As one of my co-workers joked, “this place is going to look really nice whenever they finish it.” But when will Dubai be "finished?" With new developments being announced on a daily basis, this construction frenzy appears to have no end in sight. Investors and developers from all around the world are jumping on the Dubai construction bandwagon, trying to get a piece of the action.
As I've asked on my Dubai page: is this incredible amount construction really warranted? Can all these new hotels, apartments, offices, condos, golf courses and shopping centers really be absorbed? Or is this fury of creation nothing more than a speculative bubble that is one day going to burst, leaving in its wake an economically-shattered city of half-built towers and abandoned developments? If Dubai builds it, will they really come?

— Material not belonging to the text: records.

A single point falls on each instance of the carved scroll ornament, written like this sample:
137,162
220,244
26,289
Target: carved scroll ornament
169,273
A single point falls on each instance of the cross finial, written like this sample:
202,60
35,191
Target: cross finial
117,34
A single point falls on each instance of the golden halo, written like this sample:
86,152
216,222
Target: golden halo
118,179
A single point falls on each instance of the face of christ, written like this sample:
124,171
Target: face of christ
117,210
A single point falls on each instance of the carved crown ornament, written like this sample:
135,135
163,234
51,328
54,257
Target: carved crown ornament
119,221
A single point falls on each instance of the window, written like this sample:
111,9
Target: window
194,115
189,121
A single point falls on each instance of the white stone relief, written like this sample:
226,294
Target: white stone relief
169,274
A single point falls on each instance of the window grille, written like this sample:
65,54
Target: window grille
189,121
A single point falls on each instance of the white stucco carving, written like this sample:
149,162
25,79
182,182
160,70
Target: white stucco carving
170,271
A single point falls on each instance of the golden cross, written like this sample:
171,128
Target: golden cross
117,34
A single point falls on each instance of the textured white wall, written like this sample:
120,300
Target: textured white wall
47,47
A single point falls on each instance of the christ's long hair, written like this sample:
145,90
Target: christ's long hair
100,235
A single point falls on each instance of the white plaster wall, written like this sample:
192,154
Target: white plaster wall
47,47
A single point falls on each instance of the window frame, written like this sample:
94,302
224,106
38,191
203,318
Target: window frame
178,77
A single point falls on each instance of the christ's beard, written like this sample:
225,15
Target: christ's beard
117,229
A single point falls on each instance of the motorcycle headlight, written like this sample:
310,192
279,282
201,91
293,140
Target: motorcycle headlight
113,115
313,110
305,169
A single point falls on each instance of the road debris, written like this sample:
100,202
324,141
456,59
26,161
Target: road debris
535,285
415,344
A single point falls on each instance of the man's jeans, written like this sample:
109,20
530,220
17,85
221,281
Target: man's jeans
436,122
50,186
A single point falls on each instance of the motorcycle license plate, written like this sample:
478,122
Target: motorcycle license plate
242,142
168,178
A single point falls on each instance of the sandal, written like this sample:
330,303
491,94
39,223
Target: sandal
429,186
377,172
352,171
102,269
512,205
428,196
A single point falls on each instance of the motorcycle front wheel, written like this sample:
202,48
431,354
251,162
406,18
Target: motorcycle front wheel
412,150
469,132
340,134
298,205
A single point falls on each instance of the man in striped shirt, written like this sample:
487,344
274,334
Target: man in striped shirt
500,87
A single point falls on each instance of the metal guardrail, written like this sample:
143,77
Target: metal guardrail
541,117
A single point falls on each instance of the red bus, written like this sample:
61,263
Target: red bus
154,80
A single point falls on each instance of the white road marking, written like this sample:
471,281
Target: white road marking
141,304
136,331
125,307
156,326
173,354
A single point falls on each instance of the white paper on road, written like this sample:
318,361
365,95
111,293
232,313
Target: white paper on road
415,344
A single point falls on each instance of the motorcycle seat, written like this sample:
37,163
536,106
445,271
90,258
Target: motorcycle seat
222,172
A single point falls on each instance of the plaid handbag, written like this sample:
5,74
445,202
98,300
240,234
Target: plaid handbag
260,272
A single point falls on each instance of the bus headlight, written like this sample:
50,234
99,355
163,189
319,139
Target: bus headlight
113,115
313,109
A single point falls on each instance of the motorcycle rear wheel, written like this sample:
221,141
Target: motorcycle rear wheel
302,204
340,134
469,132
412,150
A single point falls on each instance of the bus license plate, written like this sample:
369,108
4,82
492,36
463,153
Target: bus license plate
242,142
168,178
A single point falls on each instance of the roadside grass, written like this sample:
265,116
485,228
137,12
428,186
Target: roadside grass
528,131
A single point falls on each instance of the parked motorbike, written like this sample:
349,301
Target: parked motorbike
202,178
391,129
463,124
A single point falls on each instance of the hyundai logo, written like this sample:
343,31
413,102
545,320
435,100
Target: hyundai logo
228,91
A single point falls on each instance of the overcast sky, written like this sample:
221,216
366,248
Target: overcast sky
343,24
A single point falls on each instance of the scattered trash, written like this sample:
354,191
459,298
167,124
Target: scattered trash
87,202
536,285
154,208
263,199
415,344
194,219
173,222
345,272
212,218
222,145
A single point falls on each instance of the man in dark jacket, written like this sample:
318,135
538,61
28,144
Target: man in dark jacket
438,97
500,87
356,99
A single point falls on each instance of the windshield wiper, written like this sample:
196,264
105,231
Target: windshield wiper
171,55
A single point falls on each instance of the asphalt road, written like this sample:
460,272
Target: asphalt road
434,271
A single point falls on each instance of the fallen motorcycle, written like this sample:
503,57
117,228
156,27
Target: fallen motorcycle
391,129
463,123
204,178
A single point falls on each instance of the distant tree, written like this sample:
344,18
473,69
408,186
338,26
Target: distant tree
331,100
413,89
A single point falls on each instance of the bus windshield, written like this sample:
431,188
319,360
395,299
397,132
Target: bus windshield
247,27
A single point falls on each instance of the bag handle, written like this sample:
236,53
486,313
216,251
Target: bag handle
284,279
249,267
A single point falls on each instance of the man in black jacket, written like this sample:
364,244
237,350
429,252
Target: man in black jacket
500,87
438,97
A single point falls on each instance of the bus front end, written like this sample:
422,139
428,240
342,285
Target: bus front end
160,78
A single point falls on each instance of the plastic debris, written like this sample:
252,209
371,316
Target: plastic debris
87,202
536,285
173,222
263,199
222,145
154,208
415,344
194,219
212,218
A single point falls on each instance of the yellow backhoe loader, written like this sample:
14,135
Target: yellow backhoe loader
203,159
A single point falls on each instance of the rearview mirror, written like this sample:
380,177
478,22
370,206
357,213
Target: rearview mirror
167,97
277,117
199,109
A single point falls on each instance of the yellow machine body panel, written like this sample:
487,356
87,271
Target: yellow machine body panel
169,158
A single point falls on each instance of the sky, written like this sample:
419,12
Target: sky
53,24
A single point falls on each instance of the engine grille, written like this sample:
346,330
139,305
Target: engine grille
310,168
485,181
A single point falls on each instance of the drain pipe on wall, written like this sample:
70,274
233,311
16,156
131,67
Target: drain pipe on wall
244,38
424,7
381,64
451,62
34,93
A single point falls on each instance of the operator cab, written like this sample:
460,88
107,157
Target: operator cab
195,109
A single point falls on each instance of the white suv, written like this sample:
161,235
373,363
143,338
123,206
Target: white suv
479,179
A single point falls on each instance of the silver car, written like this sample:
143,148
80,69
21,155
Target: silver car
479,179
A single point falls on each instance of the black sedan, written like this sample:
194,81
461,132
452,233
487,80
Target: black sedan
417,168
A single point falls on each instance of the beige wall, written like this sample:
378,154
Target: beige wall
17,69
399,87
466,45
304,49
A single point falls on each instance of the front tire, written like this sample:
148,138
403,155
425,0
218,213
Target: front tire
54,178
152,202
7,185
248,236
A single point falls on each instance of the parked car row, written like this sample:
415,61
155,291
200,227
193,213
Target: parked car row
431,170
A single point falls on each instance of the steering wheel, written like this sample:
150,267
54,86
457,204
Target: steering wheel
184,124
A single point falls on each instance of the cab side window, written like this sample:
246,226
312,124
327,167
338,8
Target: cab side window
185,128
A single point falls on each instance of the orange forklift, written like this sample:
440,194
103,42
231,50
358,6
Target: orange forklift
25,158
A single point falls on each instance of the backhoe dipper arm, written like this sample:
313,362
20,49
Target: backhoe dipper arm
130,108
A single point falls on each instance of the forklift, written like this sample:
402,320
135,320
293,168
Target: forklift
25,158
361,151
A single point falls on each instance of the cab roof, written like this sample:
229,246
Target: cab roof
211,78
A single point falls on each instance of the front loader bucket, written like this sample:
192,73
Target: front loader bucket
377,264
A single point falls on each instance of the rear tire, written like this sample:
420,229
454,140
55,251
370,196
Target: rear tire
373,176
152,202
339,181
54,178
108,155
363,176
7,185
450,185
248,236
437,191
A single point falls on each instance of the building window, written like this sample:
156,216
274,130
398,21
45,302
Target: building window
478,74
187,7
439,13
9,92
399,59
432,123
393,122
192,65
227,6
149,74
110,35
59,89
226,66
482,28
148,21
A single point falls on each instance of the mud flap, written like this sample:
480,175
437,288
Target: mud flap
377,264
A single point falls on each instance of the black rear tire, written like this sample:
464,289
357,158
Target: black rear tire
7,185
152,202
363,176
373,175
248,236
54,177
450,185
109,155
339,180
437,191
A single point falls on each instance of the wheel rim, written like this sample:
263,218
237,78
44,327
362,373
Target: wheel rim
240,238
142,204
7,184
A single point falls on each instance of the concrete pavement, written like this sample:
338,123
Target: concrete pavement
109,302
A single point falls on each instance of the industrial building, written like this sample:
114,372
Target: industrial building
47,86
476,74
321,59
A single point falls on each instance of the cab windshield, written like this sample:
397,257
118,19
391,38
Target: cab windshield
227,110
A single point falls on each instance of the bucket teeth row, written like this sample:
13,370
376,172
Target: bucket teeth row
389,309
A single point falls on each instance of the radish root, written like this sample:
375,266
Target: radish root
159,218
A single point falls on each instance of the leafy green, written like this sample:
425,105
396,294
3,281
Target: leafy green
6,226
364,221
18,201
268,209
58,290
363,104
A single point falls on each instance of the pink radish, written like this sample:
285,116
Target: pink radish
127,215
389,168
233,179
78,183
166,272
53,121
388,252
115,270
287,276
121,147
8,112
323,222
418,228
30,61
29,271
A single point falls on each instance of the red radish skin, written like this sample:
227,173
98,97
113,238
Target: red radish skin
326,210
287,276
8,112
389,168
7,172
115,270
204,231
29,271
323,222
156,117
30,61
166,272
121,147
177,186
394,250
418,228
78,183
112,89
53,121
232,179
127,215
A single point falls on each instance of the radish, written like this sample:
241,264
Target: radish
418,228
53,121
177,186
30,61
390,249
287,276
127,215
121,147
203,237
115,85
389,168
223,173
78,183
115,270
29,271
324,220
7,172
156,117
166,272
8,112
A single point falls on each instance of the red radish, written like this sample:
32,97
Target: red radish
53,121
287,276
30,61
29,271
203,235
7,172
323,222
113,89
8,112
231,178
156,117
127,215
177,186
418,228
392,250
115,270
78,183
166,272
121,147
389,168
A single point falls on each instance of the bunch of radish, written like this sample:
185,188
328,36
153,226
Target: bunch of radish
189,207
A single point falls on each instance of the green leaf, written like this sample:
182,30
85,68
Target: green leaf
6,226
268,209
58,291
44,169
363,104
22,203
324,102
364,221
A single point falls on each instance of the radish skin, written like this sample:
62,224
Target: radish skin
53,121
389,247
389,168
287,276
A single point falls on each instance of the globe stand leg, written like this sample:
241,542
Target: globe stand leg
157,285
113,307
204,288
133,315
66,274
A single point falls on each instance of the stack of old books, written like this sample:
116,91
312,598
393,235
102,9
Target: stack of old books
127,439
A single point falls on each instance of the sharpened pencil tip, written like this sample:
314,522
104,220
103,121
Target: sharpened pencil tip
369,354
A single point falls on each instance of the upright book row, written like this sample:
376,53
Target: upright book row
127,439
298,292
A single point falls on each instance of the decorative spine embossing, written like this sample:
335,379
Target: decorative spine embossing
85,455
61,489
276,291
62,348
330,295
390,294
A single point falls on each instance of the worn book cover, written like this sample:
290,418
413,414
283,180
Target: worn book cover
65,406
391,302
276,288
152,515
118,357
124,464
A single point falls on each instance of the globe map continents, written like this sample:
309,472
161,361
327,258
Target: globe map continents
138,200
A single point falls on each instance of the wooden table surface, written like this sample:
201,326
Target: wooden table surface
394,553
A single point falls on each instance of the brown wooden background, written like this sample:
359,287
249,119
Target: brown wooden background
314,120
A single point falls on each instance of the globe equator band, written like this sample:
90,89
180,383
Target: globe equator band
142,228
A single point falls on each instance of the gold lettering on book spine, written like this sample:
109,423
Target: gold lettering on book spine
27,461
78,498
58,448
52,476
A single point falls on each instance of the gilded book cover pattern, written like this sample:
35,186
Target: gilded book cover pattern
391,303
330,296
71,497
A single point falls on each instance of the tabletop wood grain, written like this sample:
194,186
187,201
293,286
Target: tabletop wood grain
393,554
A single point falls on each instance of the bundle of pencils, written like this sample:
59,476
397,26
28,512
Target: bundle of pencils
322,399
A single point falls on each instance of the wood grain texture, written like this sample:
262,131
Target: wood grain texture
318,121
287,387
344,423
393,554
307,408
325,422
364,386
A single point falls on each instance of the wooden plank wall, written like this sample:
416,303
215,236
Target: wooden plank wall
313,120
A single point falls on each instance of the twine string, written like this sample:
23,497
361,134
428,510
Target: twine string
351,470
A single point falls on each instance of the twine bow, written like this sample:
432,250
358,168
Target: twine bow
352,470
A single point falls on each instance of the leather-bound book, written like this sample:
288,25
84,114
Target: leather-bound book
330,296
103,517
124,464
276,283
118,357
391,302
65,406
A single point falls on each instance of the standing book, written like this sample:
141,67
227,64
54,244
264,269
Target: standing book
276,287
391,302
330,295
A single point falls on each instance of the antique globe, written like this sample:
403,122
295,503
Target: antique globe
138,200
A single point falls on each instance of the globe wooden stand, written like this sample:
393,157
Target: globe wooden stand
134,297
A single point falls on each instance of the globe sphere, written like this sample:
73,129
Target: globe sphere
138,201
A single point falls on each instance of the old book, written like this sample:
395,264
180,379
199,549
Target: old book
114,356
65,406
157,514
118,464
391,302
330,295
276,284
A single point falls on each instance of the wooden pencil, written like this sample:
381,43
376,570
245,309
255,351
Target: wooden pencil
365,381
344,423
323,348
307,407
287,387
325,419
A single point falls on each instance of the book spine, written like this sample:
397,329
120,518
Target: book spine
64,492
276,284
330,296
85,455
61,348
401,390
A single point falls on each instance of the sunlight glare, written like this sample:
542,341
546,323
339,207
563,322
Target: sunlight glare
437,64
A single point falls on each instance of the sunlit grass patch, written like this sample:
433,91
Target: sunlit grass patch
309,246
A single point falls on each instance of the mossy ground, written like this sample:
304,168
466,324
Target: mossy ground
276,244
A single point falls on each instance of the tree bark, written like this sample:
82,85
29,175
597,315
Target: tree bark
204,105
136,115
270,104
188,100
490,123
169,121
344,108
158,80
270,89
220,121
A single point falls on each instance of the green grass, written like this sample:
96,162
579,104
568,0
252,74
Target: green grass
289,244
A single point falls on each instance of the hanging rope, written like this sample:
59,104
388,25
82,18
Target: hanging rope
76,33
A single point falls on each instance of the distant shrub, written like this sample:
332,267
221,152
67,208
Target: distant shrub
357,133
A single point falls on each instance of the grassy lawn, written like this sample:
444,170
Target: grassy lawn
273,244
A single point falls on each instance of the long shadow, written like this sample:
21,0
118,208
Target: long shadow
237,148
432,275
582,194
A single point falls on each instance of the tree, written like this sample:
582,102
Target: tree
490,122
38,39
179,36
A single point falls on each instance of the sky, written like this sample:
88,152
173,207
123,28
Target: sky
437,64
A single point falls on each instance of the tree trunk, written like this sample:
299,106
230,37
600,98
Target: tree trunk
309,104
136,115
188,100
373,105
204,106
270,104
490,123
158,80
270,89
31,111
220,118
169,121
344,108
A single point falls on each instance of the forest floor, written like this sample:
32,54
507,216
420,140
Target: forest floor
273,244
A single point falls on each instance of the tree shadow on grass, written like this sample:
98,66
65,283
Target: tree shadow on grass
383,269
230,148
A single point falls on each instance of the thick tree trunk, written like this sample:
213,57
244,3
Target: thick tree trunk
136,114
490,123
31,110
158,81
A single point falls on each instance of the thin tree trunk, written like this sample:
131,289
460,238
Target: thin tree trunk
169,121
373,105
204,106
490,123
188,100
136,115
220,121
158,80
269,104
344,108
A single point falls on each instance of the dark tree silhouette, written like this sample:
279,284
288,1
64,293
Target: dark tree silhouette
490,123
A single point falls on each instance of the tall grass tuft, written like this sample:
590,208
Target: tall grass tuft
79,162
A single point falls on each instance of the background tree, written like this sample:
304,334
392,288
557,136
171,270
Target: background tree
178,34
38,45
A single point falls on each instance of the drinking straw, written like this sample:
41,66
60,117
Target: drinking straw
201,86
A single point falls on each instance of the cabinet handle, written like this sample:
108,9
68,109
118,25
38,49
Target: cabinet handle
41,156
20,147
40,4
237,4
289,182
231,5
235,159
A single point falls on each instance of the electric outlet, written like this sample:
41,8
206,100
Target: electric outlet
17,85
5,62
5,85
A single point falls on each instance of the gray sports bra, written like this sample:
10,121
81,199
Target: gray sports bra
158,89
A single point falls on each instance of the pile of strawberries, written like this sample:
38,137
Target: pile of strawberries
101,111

Nobody can predict the future, of course, but right now, they're definitely coming. The same co-worker estimated that, since he was last in Dubai in November, this city has probably added somewhere between 200,000 and 250,000 residents. Soaring demand is placing considerable upwards pressure on housing prices. Cars choke this city's hopelessly overtaxed transportation network and new roadway construction cannot keep up with demand (and the first line of the Dubai Metro won't be open until 2009). Shopping malls are packed with people; finding hotel rooms is oftentimes difficult. People clearly want to be in Dubai, and as long as that demand is there the profilgate construction will contonue.
The only limit to this frenzy, it seems, are the number of construction cranes available.